1.5.2  Language & Media

The growth of cricket is highly influenced by the language and the media. The media started to promote growth of cricket first by broadcasting the cricket commentary in English language on “All India Radio” in 1933. This continued till 50s after which there was broadcast in national as well as regional languages like Tamil and Bengali along with English language. The test match commentary was confined to English, Hindi, Tamil, Bengali but first class matches were accompanied by commentary in all major regional languages. The commentary in vernacular medium made the cricket to reach each corner of the village. Through radio commentary in vernacular medium, people all over India absorbed the English terminology of cricket. This immensely helped in indigenizing this sport.
The author provides a piece of narration between cricket expert Lala Amarnath and Hindi commentator that took place in 1972-73 when Indian batsman Ajit Wadekar hits a boundary off English bowler Pockock. Hindi commentator asks Lala about the shot and Lala replies that the shot was very good and it was “wristy” (played with the use of wrists).
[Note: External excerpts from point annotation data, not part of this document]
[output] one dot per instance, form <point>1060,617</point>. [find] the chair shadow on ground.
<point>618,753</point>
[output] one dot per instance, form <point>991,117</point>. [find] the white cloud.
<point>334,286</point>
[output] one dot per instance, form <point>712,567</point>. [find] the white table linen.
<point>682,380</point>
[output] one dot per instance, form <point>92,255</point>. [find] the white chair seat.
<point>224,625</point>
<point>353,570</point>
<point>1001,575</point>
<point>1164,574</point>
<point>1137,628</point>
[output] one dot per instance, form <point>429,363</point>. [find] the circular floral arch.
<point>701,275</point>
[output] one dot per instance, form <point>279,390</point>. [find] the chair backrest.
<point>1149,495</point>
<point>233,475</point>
The commentator interprets it as a “risky” and comments in Hindi that Wadekar played a risky shot which he should not have played. Thus vernacularization of cricket has linguistic pitfalls but overall has been beneficial to the growth and spread of cricket in India.

1.6 Conclusion

Cricket is the sport that originated in England. Englishmen ruled India for over 150 years. Because of British influence on India, cricket was played in India too. The princes in colonial regime supported it and this sport reached or at least became accessible to all classes of people in India. Cricket is a team effort and that helped Indians a lot that gave rise to the feeling of unity and could potentially have helped in their fight to get freedom. The cricket was further spread in all corners of the country by media and the language. Running commentary of cricket in local languages help it spread like fire. Today, cricket is in the blood of every Indian and it won’t be exaggeration to say that they eat cricket, drink cricket and live cricket. So much is the passion for this game in India that it does not look a sport of English origin in any angle [total decolonization] and this wave for cricket looks ever sustaining in India.




1.7 Questions
1 Author is trying to relate growth of cricket in India with freedom movement. There are not any sufficient evidences to support this opinion.
2 Cricket is the game where team spirit is important and that could have helped them in their freedom fight. Is this correct interpretation? This is not stated explicitly anywhere in the lesson.
3 The author also expressed his opinion that governor of Bombay, Lord Harris promoted cricket in India to reduce communal riots (especially amongst Hindu – Muslim). This is hard to digest because the principle of Englishmen was “Divide & conquer”. The first thing they did when they came to India was to divide the Indian people based on religion and the only major religions existent in India were Hindu & Muslim.
4 Why does author say that Cricket is difficult to understand in the colonies occupied by black & brown people?